If both Rolf Hind's The Horse Sacrifice and James Wood's Crying Bird, Echoing Star slightly overstayed their welcomes, then both contain striking ideas.
Hind's inspiration was an ancient Hindu ritual and places a solo cello centrally as the sacrifical victim and surrounds him with five other instrumentalists who constantly moved positions. The scheme doesn't seem totally convincing, but the sound world, with its edgy, predominantly high-register writing, is sometimes haunting.
In Crying Bird, Echoing Star, the players are dispersed around the platform too, responding to each other with a cosmopolitan collection of bird calls and songs, while the piano sets up harmonic fields that Wood has derived from star charts.

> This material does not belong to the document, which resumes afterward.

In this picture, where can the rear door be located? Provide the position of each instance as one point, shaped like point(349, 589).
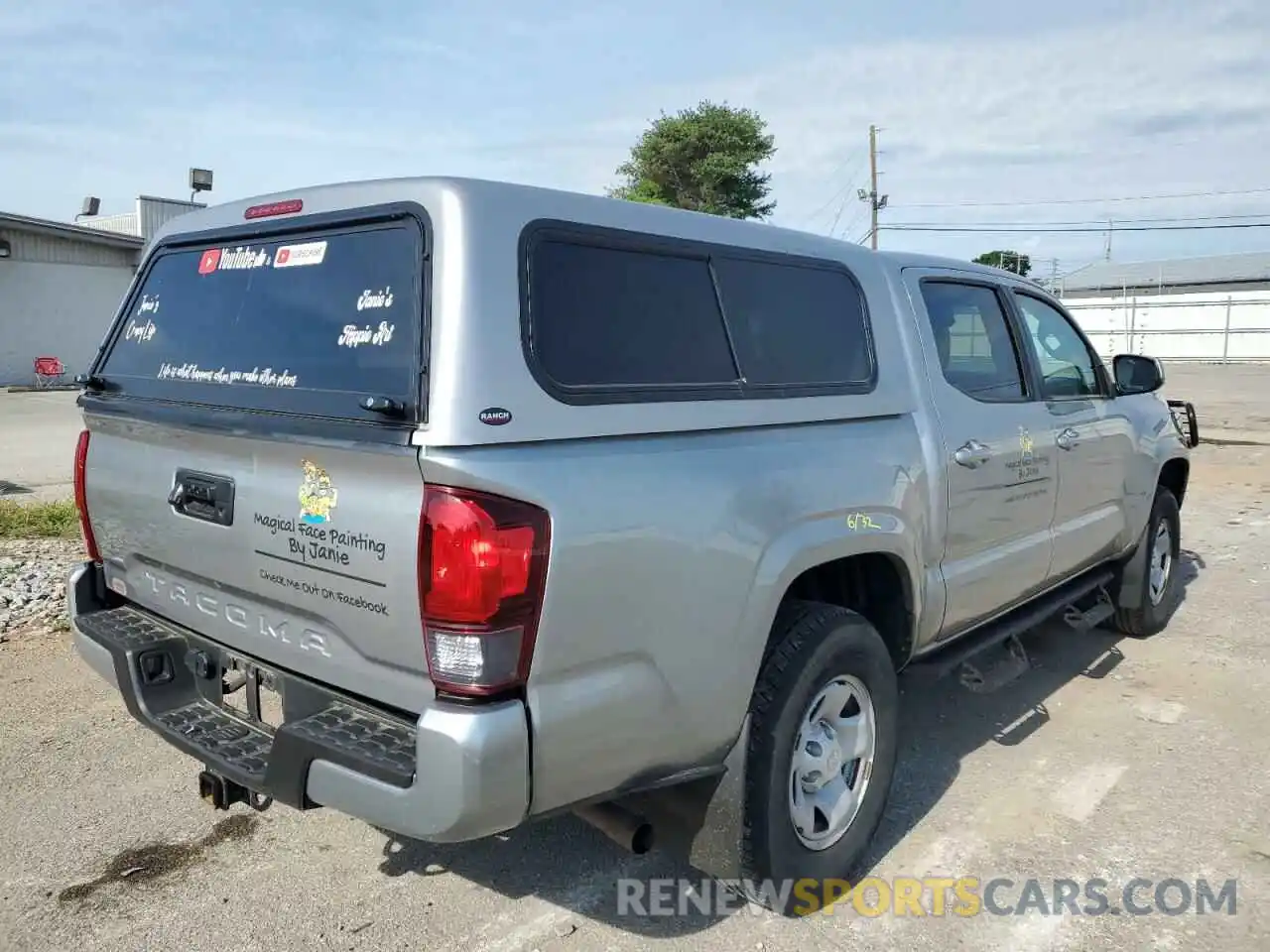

There's less to be said about Rowland Sutherland's Timeless Odyssey, a collage of vaguely exotic, vaguely kitschy ideas that eventually collapses into a section in which the players are asked to improvise, and still less about Edward Dudley Hughes The Sibyl of Cumae, except to wonder why he should have chosen a text of such tendentious pretentiousness in the first place, and then have given it such a drab and unprepossessing musical setting.
The mezzo-soprano Louise Mott sang it well enough, though, and all the performances, under conductors Roger Montgomerie and Patrick Bailey, seemed thoroughly well prepared.